The field of American Studies thrives through critique. Almost every president of the national organization has challenged practitioners to act as social critics of cultural assumptions so we can contribute to political debates and change. Most university programs attempt some version of this approach. At IUPUI, the American Studies program has made deliberate efforts at both the undergraduate and graduate levels to put critique into action. The program believes that through this combination of critique and action this outpost of American public higher education can contribute to and perhaps even advance the public good and the popular demands for justice, equality, and freedom.
At the undergraduate level, Tom Marvin directs the Certificate in Social Justice Organizing and the Masarachia Scholars Program. The Sam Masarachia Scholars Program Award provides full-tuition and fees scholarships to full-time IU School of Liberal Arts undergraduate students interested in working in the fields of labor, senior citizens, or community organizations. This program is made possible through the generosity of Sam Masarachia, a representative for the Steelworkers Union in Indiana and an effective advocate for the fields studied in this program.

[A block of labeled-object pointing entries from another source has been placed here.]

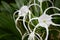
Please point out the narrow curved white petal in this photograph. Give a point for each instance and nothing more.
(45, 20)
(25, 24)
(34, 4)
(39, 37)
(51, 8)
(14, 14)
(17, 26)
(26, 34)
(31, 36)
(23, 10)
(42, 0)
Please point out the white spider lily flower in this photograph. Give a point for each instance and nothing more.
(45, 20)
(22, 12)
(32, 36)
(46, 0)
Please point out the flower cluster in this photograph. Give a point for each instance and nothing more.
(44, 20)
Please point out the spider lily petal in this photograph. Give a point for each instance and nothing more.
(46, 0)
(24, 10)
(32, 36)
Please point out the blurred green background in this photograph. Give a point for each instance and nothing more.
(8, 30)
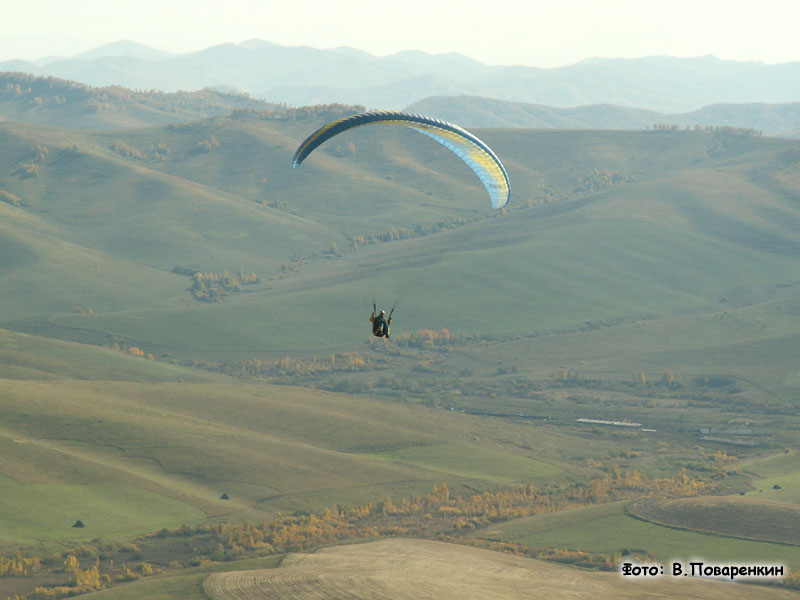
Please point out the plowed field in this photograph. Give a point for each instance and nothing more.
(400, 569)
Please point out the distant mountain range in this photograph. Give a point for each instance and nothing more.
(62, 103)
(779, 120)
(304, 75)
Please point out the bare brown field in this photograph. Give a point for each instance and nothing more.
(735, 516)
(420, 569)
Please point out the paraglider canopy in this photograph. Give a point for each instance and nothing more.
(473, 151)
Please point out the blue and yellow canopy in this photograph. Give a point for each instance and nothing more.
(480, 158)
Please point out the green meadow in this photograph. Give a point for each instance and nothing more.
(39, 513)
(608, 529)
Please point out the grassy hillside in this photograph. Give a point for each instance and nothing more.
(62, 103)
(604, 226)
(608, 528)
(647, 276)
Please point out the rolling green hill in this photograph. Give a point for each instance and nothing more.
(622, 254)
(604, 225)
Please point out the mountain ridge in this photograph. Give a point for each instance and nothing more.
(264, 69)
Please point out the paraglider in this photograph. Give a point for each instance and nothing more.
(380, 323)
(473, 151)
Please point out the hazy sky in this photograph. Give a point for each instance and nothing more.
(527, 32)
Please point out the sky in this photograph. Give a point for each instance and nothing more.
(537, 33)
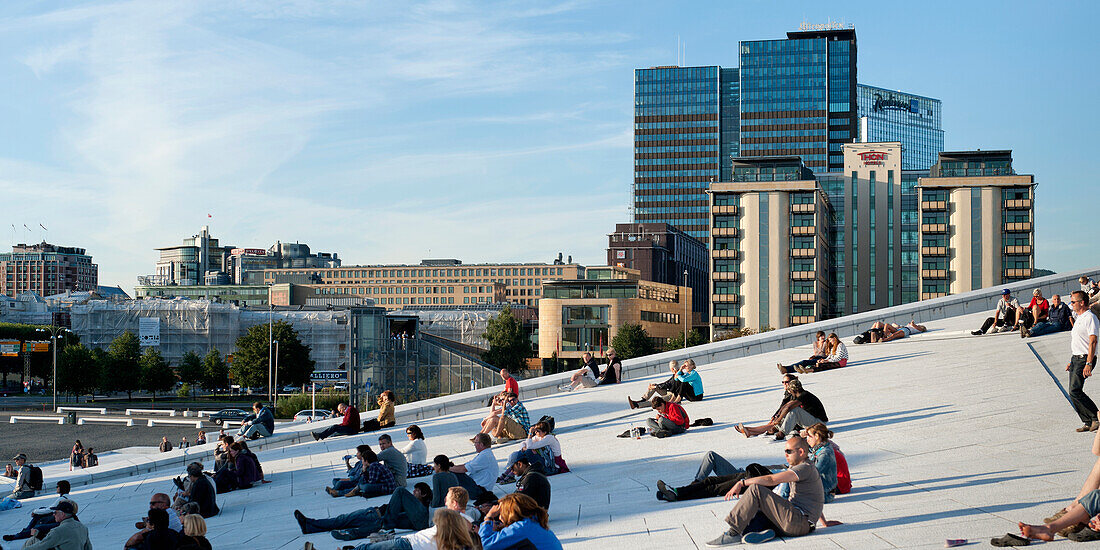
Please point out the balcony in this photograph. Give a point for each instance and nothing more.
(725, 298)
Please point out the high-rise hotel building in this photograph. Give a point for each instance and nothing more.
(790, 246)
(977, 223)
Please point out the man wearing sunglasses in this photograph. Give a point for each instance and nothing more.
(760, 513)
(1082, 349)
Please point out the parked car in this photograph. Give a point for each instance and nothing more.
(223, 415)
(312, 415)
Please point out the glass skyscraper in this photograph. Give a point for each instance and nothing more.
(799, 97)
(887, 116)
(685, 132)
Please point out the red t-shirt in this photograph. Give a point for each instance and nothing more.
(1043, 306)
(512, 385)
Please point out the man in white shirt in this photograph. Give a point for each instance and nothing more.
(1082, 349)
(483, 468)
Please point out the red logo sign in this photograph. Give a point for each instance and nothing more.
(872, 157)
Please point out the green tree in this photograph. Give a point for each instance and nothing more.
(215, 371)
(695, 337)
(633, 341)
(123, 373)
(77, 371)
(250, 361)
(508, 345)
(190, 369)
(155, 373)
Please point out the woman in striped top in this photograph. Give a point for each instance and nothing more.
(837, 356)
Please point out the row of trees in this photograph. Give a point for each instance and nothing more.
(125, 366)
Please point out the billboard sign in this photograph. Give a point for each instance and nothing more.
(9, 348)
(149, 331)
(328, 375)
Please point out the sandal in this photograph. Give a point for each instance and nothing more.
(1009, 540)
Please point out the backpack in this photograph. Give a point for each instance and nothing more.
(35, 477)
(549, 420)
(843, 476)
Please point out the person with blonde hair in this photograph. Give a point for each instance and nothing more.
(194, 534)
(684, 384)
(452, 529)
(515, 520)
(836, 356)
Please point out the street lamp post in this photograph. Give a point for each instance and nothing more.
(686, 317)
(270, 340)
(53, 347)
(276, 373)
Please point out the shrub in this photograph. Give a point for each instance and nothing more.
(288, 406)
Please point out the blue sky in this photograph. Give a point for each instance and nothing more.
(486, 131)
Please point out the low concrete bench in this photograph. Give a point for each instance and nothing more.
(124, 421)
(151, 411)
(101, 410)
(58, 419)
(165, 421)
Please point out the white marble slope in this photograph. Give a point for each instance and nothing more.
(948, 436)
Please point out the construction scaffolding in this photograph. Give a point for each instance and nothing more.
(178, 326)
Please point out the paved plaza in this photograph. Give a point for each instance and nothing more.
(947, 436)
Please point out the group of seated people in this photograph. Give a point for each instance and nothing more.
(349, 422)
(165, 528)
(235, 465)
(517, 517)
(1037, 318)
(883, 331)
(829, 353)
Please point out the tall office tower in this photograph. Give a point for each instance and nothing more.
(662, 254)
(798, 97)
(977, 223)
(770, 255)
(46, 270)
(685, 132)
(913, 120)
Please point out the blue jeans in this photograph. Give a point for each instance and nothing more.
(1045, 328)
(366, 518)
(396, 543)
(343, 485)
(369, 490)
(714, 463)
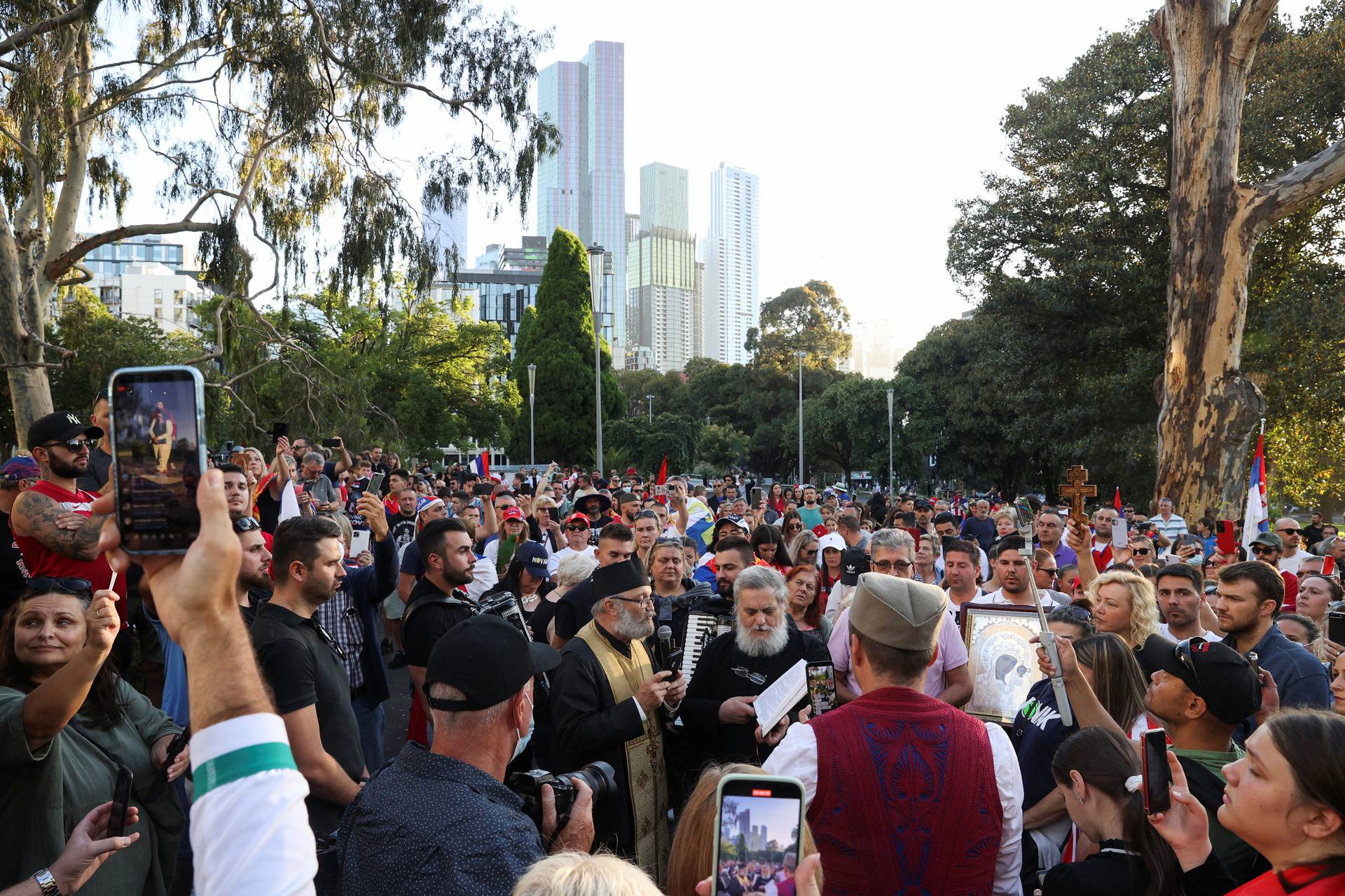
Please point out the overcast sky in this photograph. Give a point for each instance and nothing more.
(865, 124)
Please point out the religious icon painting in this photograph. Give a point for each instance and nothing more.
(1001, 659)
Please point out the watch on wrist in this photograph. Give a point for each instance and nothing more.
(48, 883)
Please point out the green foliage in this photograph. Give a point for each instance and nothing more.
(557, 336)
(1068, 256)
(811, 319)
(723, 446)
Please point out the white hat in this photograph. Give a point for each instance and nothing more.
(832, 540)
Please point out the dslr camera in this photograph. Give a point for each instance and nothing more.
(599, 777)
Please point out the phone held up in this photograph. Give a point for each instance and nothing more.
(159, 446)
(773, 804)
(1157, 776)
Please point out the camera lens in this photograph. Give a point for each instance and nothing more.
(600, 778)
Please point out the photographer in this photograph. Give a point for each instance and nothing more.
(440, 820)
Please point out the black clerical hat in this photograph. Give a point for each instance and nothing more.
(619, 577)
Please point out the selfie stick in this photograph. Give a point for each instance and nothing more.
(1023, 511)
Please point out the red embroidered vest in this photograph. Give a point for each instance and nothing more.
(907, 798)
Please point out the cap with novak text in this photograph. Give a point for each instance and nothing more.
(62, 425)
(1218, 675)
(488, 659)
(897, 612)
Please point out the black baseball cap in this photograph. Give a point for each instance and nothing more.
(1216, 673)
(62, 425)
(488, 659)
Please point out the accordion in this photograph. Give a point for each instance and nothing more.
(507, 607)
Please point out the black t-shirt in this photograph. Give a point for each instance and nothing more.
(427, 621)
(304, 670)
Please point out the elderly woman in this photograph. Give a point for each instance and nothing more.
(67, 723)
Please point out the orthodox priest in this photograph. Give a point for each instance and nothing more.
(738, 666)
(609, 703)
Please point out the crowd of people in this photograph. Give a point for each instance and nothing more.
(586, 653)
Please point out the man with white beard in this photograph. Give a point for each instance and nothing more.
(738, 666)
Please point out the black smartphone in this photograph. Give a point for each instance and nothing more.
(1336, 626)
(822, 688)
(120, 802)
(159, 444)
(1159, 777)
(757, 817)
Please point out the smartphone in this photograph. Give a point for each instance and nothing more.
(120, 802)
(822, 688)
(754, 811)
(1159, 777)
(159, 444)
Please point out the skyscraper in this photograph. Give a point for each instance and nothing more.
(583, 186)
(732, 299)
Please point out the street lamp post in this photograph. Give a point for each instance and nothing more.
(532, 418)
(891, 490)
(799, 355)
(596, 288)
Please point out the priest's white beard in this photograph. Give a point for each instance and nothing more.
(752, 645)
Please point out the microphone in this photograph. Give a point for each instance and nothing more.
(665, 634)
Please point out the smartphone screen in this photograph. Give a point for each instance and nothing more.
(822, 688)
(1157, 774)
(159, 444)
(120, 802)
(757, 820)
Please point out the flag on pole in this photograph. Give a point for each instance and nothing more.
(482, 464)
(1257, 514)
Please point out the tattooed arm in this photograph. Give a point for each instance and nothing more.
(39, 516)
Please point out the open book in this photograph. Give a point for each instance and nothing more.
(776, 700)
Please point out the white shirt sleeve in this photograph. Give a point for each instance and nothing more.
(796, 757)
(249, 833)
(1009, 782)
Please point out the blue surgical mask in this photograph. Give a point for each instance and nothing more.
(522, 738)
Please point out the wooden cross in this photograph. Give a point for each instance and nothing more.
(1076, 491)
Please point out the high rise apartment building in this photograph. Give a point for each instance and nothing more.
(732, 289)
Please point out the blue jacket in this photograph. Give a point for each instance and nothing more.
(368, 588)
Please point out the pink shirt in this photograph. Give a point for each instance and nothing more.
(953, 654)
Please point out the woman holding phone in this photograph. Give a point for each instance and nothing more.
(69, 722)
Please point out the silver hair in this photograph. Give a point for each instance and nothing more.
(892, 540)
(761, 579)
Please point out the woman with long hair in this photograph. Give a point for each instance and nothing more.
(805, 608)
(70, 722)
(768, 546)
(1096, 773)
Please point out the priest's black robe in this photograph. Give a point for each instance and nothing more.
(716, 681)
(591, 726)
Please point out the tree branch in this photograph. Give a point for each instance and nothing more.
(1295, 188)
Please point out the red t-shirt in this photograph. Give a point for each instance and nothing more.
(43, 561)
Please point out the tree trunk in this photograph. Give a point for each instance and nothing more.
(1208, 406)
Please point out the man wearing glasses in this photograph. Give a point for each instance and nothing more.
(53, 523)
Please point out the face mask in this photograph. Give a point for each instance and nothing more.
(522, 738)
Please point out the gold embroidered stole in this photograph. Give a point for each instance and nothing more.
(646, 778)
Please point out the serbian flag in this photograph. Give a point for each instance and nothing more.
(1257, 514)
(482, 464)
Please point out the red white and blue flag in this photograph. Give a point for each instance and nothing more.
(482, 464)
(1257, 514)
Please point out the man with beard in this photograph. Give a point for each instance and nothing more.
(736, 668)
(439, 600)
(608, 703)
(301, 661)
(53, 521)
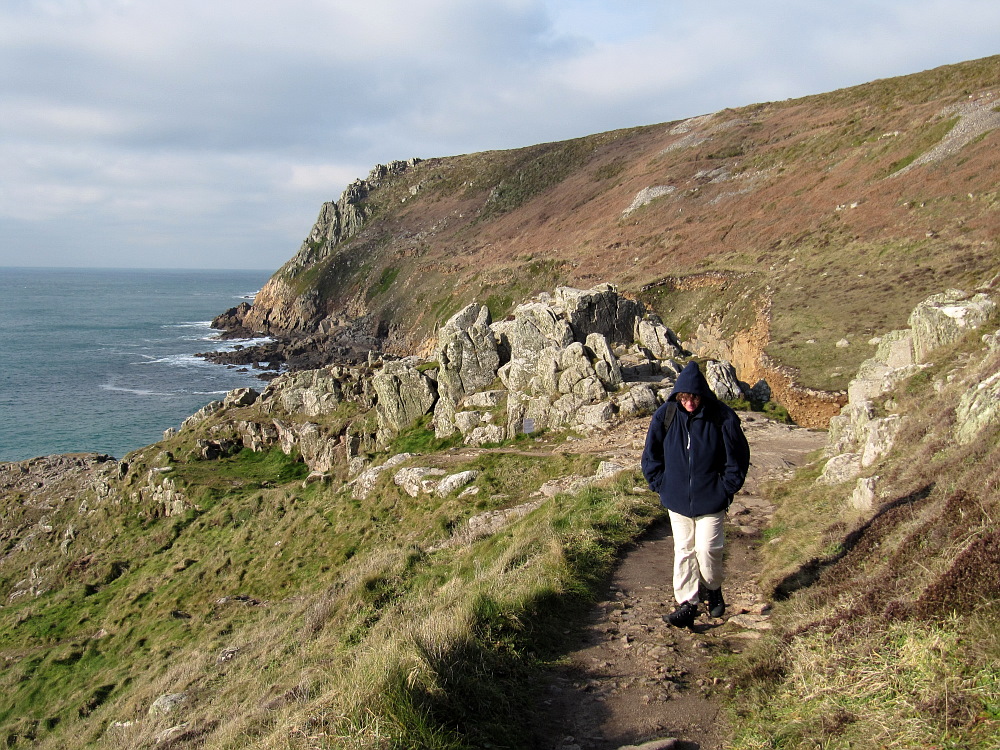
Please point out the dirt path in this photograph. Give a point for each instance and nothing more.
(631, 679)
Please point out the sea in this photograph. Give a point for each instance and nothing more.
(98, 360)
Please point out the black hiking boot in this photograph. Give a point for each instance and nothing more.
(683, 616)
(716, 604)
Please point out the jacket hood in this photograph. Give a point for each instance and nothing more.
(692, 381)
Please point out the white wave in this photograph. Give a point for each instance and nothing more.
(190, 324)
(175, 360)
(110, 386)
(230, 344)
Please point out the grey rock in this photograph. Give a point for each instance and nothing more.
(881, 435)
(536, 327)
(365, 482)
(202, 414)
(863, 496)
(946, 317)
(760, 392)
(404, 395)
(414, 480)
(167, 704)
(721, 377)
(639, 401)
(454, 482)
(241, 397)
(606, 364)
(484, 399)
(599, 310)
(840, 469)
(597, 416)
(656, 338)
(486, 434)
(467, 352)
(978, 407)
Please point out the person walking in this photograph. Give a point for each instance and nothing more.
(696, 459)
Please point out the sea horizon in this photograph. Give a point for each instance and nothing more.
(103, 360)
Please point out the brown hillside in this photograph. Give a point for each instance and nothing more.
(830, 216)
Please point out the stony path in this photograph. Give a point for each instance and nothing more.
(631, 679)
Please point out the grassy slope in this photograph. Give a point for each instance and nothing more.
(757, 191)
(888, 629)
(302, 617)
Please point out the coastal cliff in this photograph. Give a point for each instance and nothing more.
(809, 209)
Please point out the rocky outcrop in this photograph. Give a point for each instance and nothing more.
(405, 394)
(978, 408)
(866, 428)
(282, 306)
(572, 359)
(946, 317)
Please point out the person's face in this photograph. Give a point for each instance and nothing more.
(689, 401)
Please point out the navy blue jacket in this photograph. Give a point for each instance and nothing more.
(700, 461)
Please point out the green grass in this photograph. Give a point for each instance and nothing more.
(885, 626)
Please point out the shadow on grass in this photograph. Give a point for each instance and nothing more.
(810, 571)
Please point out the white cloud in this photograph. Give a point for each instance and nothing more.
(217, 128)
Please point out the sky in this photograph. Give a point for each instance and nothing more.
(208, 133)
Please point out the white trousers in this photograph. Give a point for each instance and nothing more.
(697, 553)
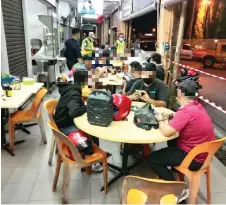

At the graduate level, the AMST Ph.D. program recruits students into full-time and part-time academic tracks with applied aspects. I encourage anyone interested in applying to this program or supporting this program to see what our current students are doing. One example is the final assignment for the Spring of 2018 semester in AMST 602: American Studies in Practice. This was a project that critiqued recent studies by the Brookings Institution on the idea of inclusive growth. The point of this critique was to consider how we understand a place such as Indianapolis and how historical interpretations provide parameters within which policies are derived. This was the first cohort of AMST Ph.D. students in the program and at the conclusion of the course they presented their work at public forum hosted by the Kheprw Institute, a community empowerment organization.
The hope of this program is to leverage work done on campus with work done with the community. A key feature of IUPUI’s mission is to enable and develop public scholarship, or the co-production of knowledge between campus researchers and community stakeholders that can only be done outside of the campus. This particular course operates as a snapshot of the larger, longer-term ambitions of the AMST program.